I have a new technique for reliably vibecoding apps:

First, you write your requirements in an unambiguous specification language. This is the prompt, but to disambiguate it from less precise prompts, we will call it the source of truth encoding, or source code for short. You then feed it to an agent that will create an of outputs by applying some heuristic-driven transforms that are likely (but not guaranteed) to improve performance. This agent compiles a load of information about how to transform the code into a single pipeline, so we’ll call it a ‘compiler’. This then feeds to the next agent that finds missing parts of the program and tries to fill them in with existing implementations. This is more efficient than simply generating new code and more reliable since the existing implementations are better tested. This agent has a knowledge base of existing code organised in grouping that I’ll refer to as ‘libraries’. It creates links in that web of knowledge between the outputs of the first agent and these existing ‘libraries’ and so we’ll call it a ‘linker’.

I think it might catch on. VCs: I think we can build this thing for only a couple of hundred million dollars! And the compute requirements are far lower than for existing agentic workflows, so we can sell it as a service and become profitable far sooner than other AI startups. Sign up now for our A round! We have a working proof of concept that can output the Linux kernel, LibreOffice, and many other large codebases from existing prompts!

@david_chisnall
I wish the market cared about reliability

@wolf480pl @david_chisnall

> I wish the market cared about reliability

Nobody has cared enough about FOSS maintainers to make sure they can eat. Why would they start caring about the purity ideals of noncontributing users?

@hopeless @david_chisnall

I don't mean it from a noncontributing FOSS user perspective.

Imagine two SaaS companies.

One of them takes its time to make reliable software, and run it in a fault-tolerant configuration.

The other vibe-codes everything in a fraction of that time and releases a buggy service.

Both charge their users a subscription for the use of their service.

Which do you think will make more money?

@wolf480pl @david_chisnall

Imagine two OSes... OS A "vibe codes everything" and "releases a buggy service" (for decades now).

OS B has no AI code, "takes its time to make reliable software" and can be run in a "fault tolerant configuration".

So due to your poor choice of example:

- OS A is windows, it makes billions.

- OS B is Linux, you can share copies for $0 under GPL 2.

@hopeless
So you decided to apply my argument to a situation that is not analogous, to one that compares two OSes whose developers pursue different goals, and somehow you still arrived at the same conclusion as I did.. thanks I guess?

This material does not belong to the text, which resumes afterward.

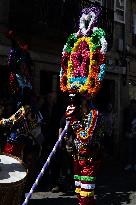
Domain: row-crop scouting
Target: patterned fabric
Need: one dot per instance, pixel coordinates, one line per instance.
(87, 163)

Anyway, my point is, @david_chisnall's idea of "technique for reliably vibecoding apps" will not attract the investors he's talking about, because the investors want to make a lot of money, and those paying for software don't seem to appreciate reliability.

1/

@hopeless @david_chisnall
A better analogy would be a quickly thrown together system called Unix vs an arguably more carefully designed and higher quality system called Multics.

Turns out Multics took too long to develop and didn't get many users, while Unix started later, released first, and spread into many clones (Linux being one of them) and is very widely used to this day.